Onthand

Even behoed- als behulpzaam vleit zuster Nel mij op een bed bij de EHBO-afdeling van het Groene Hart Ziekenhuis. De witte lakens krijgen zwarte strepen van mijn natte schoenen, de zakdoek om mijn trillende vinger kleurt roder en roder. Zuster Nel verblikt of verbloost niet, zij is wel wat meer gewend. Desalniettemin neemt zij mijn “ongeluk” zeer serieus, ontdoet me van mijn sieraden, stelt me gerust en drukt me met besliste toon op het hart dat alles goed komt. Ineens ben ik van mondige burger een patiënt, ik laat het me aanleunen omdat ik door de pijn en schrik niet anders kan. En voel me wel veilig tussen het ziekenhuis linnen, het ruikt geruststellend.
“Mevrouw Lek, hoe kwam het zo?” Tja, dat raam dat ik dicht wilde doen, en de vinger die er tussen kwam, en er toen uitzag als een gevouwen muizentrapje.
Zuster glimlacht en zoeft met mij door lange crèmekleurige gangen richting radiologie. “Even een fotootje”. Ondertussen gaat haar mobiel vele malen, het is druk.

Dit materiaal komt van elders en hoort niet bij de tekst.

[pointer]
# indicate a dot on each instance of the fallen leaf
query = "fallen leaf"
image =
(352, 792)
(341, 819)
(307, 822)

Verkeersongelukken, hartfalen, valpartijen, vechtersbuilen, bouwvakkersbreuken, peuter met een Legoblokje in de neus en hete thee op een knuistje. Bijkans alle beproevingen op een maandagmiddag. Mijn gehavende wijsvinger steekt er schrieletjes bij af.

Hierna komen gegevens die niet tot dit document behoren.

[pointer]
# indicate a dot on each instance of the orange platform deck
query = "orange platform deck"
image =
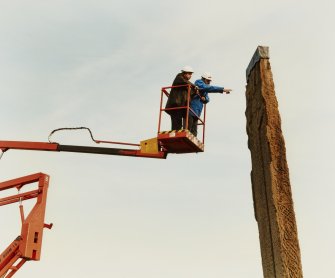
(179, 141)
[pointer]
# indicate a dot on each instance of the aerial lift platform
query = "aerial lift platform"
(27, 246)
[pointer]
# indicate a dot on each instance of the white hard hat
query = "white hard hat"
(207, 75)
(187, 69)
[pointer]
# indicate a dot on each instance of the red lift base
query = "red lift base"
(179, 141)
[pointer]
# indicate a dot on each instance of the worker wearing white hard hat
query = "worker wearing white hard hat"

Dan moet ik wachten, ik kijk met verbazing naar de geoliede machine van deze afdeling. Verpleegkundigen, assistenten, doktoren, administratieve krachten: als bijen lijken zij ongeorganiseerd door elkaar te fladderen, maar niets is minder waar. Zij doen geen stap te veel, schoenen gaan als vanzelf –ik hoor het zuchtende geluid van de gemaksschoen- ieder weet wat er te doen staat. Veel bloed wordt meteen verbonden, een puber, lijkbleek, wordt aan de praat gehouden. Met een kwinkslag verbreekt zuster Nel de spanning bij de moeder van het Legokindje en een drieste oude baas met veel praatjes wordt vriendelijk doch beslist terecht gewezen. Nel is niet alleen een kei in het pleisters plakken maar, zo blijkt, ook in het maken van rust. “The lady with the lamp”, zij loopt dus gewoon rond in de dagelijkse praktijk van onze gezondheidszorg. Of “ladies met lamps” ook met een lampje gezocht moeten worden, ik geloof er niets van, alle verontrustende krantenberichten ten spijt. Op mijn wieletjesbed kan ik er niet aan, dat zuster Nel slechts ‘toeval’ is.

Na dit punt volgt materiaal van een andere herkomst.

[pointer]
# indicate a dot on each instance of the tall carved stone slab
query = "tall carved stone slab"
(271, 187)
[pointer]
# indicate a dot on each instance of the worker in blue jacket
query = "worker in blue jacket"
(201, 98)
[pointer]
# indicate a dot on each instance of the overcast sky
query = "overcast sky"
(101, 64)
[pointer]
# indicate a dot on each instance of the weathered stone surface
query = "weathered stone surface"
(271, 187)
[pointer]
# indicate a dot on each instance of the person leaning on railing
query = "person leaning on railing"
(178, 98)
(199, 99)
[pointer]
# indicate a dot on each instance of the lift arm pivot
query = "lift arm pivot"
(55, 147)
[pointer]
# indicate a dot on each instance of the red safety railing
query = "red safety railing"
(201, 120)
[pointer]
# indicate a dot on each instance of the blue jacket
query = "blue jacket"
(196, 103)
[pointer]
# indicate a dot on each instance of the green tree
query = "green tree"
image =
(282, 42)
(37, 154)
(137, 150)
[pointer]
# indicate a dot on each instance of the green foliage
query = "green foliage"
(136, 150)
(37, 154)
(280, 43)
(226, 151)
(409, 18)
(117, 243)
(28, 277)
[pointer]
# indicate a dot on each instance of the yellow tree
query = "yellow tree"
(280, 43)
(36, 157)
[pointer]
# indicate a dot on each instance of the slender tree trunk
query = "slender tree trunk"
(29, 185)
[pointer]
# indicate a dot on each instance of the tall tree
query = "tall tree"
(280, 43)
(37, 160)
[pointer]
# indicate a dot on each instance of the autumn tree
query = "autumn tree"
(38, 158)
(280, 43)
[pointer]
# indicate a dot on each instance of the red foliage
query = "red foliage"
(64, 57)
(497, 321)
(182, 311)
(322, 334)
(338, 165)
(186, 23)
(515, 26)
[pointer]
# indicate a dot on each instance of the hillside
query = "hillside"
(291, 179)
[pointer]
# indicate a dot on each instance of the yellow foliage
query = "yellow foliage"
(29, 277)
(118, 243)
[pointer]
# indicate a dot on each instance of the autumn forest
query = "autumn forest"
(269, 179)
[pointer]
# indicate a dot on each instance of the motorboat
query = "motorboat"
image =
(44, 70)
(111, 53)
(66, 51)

Een klein uur later mag ik kiezen tussen rood, wit of blauw gips. Naast mij ligt een gekneusde voetballer, hij wil het liefst oranje. Dat is er even niet, maar de drie kleuren zijn wel degelijk mogelijk. Jeffrey strompelt de gipskamer uit met onze nationale driekleur om zijn enkel. Hij is bijna gelukkig.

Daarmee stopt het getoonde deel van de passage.